RE: [Serial] I18N WG last call comments

Hello Michael,

Many thanks for your list. This is very helpful for further
analysis below.

At 20:53 04/05/24 +0100, Michael Kay wrote:

> >
> > >There
> > >are many ways that we allow XSLT stylesheets to generate
> > non-conformant
> > >HTML, and I don't see that this one is particularly
> > different from the
> > >others.
> >
> > Could you point to a list of these, or list (some of) them here?
> >
>
>For example:
>
>* you can produce elements and attributes that aren't defined in HTML
>
>* you can nest elements in ways that aren't allowed in HTML

Those two would be very difficult to check because they would make the
whole thing dependent on HTML versions,... They would require XSLT
processors to do actual validation, which would be a serious
additional requirement.


>* you can give attributes values that aren't allowed in HTML

These are difficult to check because in many cases, the
allowed values are only described in prose in the HTML spec.
Not even validation can express these.


>* you can use any system ID and public ID that you like in the doctype
>declaration

To quite some extent, this is a feature, to allow for new HTML versions.


>* you can use disable-output-escaping (or now character maps) to produce any
>kind of garbage that takes your fancy

Well, yes, but then you know you are off on your own. We have looked
at character maps, and although they can be misused, the description
and the intent is okay, and sometimes, they can be helpful. If somebody
*really* wants to output windows-1252 as iso-8859-1, they could actually
use charmaps.


>* you can suppress the escaping of URIs in URI-valued attributes

That may make sense because the user already escaped them.
And it's optional, not automatic.


>* you can suppress the generation of the META element defining the character
>encoding or generate your own that contains a value unrelated to the true
>character encoding

Again, optional; the XSLT programmer has to explicitly select it.

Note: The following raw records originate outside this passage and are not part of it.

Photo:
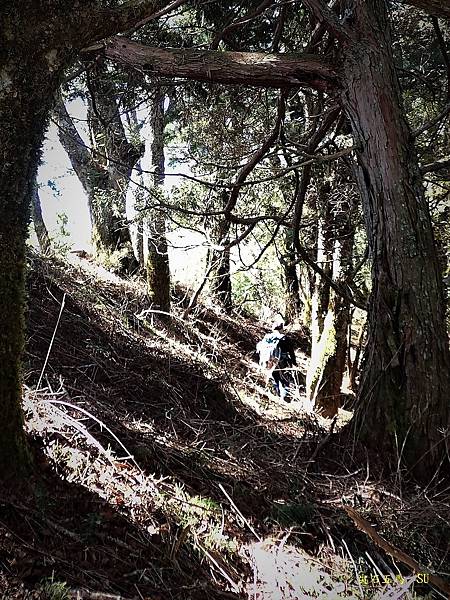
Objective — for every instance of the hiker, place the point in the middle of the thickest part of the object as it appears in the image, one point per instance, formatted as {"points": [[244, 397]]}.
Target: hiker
{"points": [[276, 354]]}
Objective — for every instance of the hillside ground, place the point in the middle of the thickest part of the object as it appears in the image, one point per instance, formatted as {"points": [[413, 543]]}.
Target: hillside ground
{"points": [[165, 468]]}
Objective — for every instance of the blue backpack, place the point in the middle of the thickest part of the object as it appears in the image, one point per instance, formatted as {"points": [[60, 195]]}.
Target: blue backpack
{"points": [[269, 350]]}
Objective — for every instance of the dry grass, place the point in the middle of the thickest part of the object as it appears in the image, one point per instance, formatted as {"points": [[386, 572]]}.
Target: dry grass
{"points": [[165, 469]]}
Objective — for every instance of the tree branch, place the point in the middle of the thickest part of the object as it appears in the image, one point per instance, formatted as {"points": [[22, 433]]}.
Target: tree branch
{"points": [[245, 19], [98, 24], [437, 8], [436, 166], [256, 157], [79, 155], [246, 68], [434, 121], [324, 14]]}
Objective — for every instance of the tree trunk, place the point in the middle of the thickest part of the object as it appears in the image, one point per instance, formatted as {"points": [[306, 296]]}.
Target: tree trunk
{"points": [[321, 292], [293, 304], [403, 397], [24, 104], [156, 258], [219, 262], [38, 222], [104, 174]]}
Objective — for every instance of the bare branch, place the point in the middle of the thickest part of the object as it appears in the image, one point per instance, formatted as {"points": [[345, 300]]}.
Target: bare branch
{"points": [[246, 68], [434, 121], [79, 155], [325, 15], [98, 24], [245, 19], [438, 8], [443, 49], [257, 156], [439, 165]]}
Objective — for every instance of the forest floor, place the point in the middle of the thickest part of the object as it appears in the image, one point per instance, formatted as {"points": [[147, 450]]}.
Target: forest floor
{"points": [[165, 469]]}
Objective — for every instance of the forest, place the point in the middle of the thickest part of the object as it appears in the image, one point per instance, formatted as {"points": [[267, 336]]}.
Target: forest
{"points": [[224, 299]]}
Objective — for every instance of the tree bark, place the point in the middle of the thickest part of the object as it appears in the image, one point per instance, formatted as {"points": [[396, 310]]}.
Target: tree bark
{"points": [[25, 96], [219, 262], [104, 173], [293, 304], [156, 257], [30, 74], [38, 221], [403, 397], [247, 68], [333, 341]]}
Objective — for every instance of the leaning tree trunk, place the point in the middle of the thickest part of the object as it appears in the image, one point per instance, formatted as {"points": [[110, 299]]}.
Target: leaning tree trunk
{"points": [[403, 397], [24, 105], [156, 257]]}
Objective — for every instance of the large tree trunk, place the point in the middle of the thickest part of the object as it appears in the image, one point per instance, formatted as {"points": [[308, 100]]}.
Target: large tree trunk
{"points": [[403, 398], [24, 104], [156, 258]]}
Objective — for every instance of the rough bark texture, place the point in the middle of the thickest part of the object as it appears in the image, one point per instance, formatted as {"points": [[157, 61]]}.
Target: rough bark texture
{"points": [[38, 222], [403, 397], [247, 68], [438, 8], [25, 92], [156, 257], [321, 291]]}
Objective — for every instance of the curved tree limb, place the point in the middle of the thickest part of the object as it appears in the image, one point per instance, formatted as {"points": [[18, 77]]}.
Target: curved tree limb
{"points": [[282, 71]]}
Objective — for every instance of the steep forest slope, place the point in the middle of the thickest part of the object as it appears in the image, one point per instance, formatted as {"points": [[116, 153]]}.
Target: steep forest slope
{"points": [[165, 469]]}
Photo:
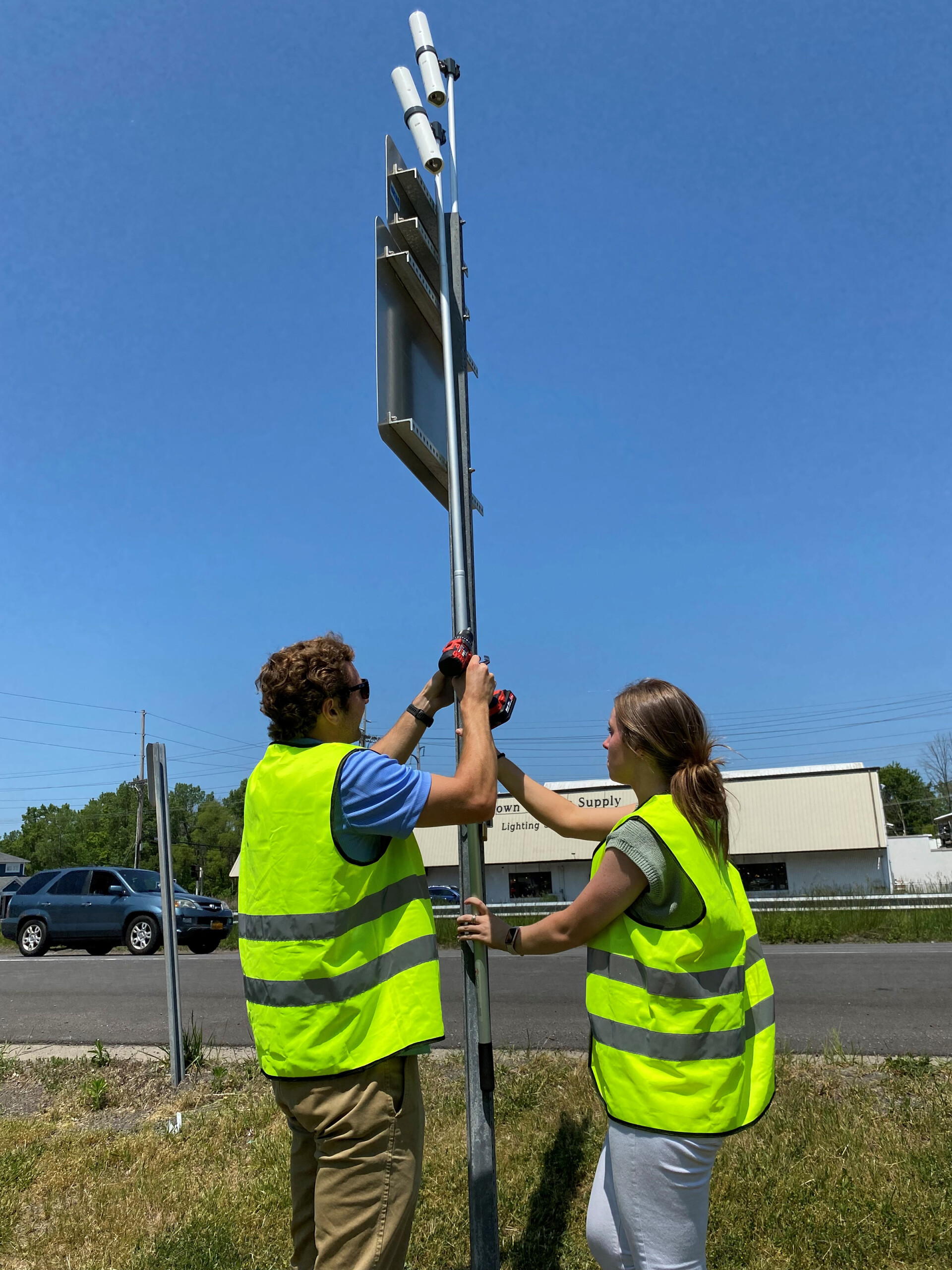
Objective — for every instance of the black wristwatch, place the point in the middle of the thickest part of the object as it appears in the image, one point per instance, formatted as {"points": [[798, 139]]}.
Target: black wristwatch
{"points": [[420, 715]]}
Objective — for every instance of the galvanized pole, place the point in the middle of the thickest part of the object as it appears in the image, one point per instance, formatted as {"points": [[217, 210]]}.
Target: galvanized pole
{"points": [[159, 798], [140, 792], [477, 1038]]}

>All these features are occasionally useful either to exploit non-standard
>features in browsers, or to generate output designed for processing by
>software other than HTML browsers.

As we have charmaps, I think we are well-enough covered for the case
where somebody *really* wants to read in windows-1252 declared as
iso-8859-1, and output it in the same way. But if this is really the
strange wish of a user, they should have to explicitly do some work
to get there. The largest majority of users doesn't want to do
GIGO (garbage-in-garbage-out), and with a very simple and cheap
change to the spec and the implementations, we can help these
users become aware of integrity problems in their data.


Regards,    Martin.

Received on Tuesday, 1 June 2004 04:05:57 UTC